Me l’ero sempre cavata – seguendo i suggerimenti che Mister Al dispensa via display – grazie a due minzioni collocate temporalmente a metà della prima e della seconda parte del turno. Mister Al tiene conto di quasi tutto: peso, età, chilometri percorsi, intervalli di abbeveramento; ciò che non riesce a valutare è il reale quantitativo di acqua assunta dopo il prelievo della bottiglietta – che assume pari all’ottanta per cento dell’intero contenuto – e la capacità di ritenzione della vescica di ciascuno. A noi picker tocca gestire quest’ultima variabile. L’esperienza maturata sul campo suggerisce di non urinare al primo stimolo, perché si rischia di doverlo fare una seconda volta prima della pausa pasto o della fine del turno; né di rimandare troppo, poiché l’eccessiva contrazione dei muscoli del pavimento pelvico rallenta il passo. Siamo come auto di Formula 1 che si giocano l’esito di una gara sui tempi del pit-stop. La differenza è che nel nostro caso siamo chiamati a indovinare quando svuotare il serbatoio e non riempirlo.

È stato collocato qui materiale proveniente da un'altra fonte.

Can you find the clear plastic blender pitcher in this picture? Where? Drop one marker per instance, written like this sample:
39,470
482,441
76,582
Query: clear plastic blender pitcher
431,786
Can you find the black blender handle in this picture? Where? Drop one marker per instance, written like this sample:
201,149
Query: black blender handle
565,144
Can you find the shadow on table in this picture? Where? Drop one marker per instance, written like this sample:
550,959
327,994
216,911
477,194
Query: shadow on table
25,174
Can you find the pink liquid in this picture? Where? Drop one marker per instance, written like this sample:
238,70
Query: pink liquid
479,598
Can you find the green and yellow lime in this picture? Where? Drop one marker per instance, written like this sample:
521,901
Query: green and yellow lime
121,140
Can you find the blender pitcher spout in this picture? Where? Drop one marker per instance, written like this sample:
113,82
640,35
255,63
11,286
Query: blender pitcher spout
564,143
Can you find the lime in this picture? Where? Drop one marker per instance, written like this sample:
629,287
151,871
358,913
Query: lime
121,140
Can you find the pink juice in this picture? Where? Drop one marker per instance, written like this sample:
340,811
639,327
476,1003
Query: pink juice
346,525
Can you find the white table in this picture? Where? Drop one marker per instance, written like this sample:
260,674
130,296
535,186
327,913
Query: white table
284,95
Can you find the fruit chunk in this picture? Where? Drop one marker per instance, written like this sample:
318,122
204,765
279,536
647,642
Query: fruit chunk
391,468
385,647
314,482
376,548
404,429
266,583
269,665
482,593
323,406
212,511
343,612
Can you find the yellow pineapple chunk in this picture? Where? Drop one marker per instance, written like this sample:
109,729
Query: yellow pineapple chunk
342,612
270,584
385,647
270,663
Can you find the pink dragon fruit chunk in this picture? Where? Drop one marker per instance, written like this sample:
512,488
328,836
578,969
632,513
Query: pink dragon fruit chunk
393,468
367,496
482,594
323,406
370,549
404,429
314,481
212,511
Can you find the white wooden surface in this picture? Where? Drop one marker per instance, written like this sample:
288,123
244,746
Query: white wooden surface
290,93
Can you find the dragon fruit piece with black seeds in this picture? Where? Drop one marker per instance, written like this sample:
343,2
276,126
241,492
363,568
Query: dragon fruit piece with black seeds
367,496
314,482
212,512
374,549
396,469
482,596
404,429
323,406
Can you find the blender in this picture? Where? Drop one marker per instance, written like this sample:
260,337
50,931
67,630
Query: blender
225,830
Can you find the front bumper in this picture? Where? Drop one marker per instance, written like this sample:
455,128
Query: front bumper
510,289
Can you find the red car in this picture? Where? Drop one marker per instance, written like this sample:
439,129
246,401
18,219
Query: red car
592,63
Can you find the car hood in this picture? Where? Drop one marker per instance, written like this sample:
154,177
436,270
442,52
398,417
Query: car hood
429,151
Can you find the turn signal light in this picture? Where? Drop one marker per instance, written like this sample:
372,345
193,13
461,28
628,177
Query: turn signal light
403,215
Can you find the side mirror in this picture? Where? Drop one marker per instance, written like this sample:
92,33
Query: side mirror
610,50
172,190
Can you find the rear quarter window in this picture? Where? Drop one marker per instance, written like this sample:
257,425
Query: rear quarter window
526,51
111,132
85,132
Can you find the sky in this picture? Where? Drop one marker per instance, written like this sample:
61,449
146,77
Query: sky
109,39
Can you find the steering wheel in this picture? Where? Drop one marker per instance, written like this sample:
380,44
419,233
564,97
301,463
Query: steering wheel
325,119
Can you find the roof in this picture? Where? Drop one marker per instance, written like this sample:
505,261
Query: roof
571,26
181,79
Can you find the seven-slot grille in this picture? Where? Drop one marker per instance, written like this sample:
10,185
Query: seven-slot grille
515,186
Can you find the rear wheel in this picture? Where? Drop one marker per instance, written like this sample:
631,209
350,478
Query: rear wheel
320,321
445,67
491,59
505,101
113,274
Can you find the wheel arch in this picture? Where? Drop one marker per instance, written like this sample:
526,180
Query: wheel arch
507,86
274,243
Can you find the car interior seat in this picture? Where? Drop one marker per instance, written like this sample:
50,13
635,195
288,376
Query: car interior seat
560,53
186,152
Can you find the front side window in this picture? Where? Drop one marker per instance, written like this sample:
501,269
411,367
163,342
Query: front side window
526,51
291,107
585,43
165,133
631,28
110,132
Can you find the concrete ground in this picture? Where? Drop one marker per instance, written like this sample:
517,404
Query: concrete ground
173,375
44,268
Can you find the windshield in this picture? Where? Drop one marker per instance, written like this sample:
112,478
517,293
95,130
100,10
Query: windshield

Altro elemento cruciale è la memorizzazione della topografia dei gabinetti: occorre abbinare l’espletamento della specifica funzione fisiologica con l’itinerario di prelievo di un articolo che preveda il transito in prossimità di un bagno. Nondimeno, per quanto ci si prodighi nel razionalizzare le pisciate, incombe sempre la minaccia di scoprire – mentre il creapopoli sta facendo capolino tra i denti della cerniera per ottimizzare i tempi – che gli orinatoi sono tutti impegnati. È un’esperienza terribile, soprattutto con la vescica ormai predisposta al rilascio. Per quale ragione Mister Al non ha previsto un numero sovrabbondante di servizi igienici? Temeva potesse ridurre il contributo individuale dei picker al processo di ottimizzazione delle soste? Risparmiatevi il suggerimento di memorizzare il numero di orinatoi presenti in ogni bagno e confrontarlo con quello dei carrelli in sosta davanti l’ingresso: dimostrereste di ignorare le dinamiche specifiche dell’ambiente di lavoro; un ambiente da cui è bandita la solidarietà, perché la tua iattura è la mia fortuna, e la maggior parte dei picker lascia di proposito il carrello in posizione defilata per indurre in errore i competitori e fargli accumulare ritardo.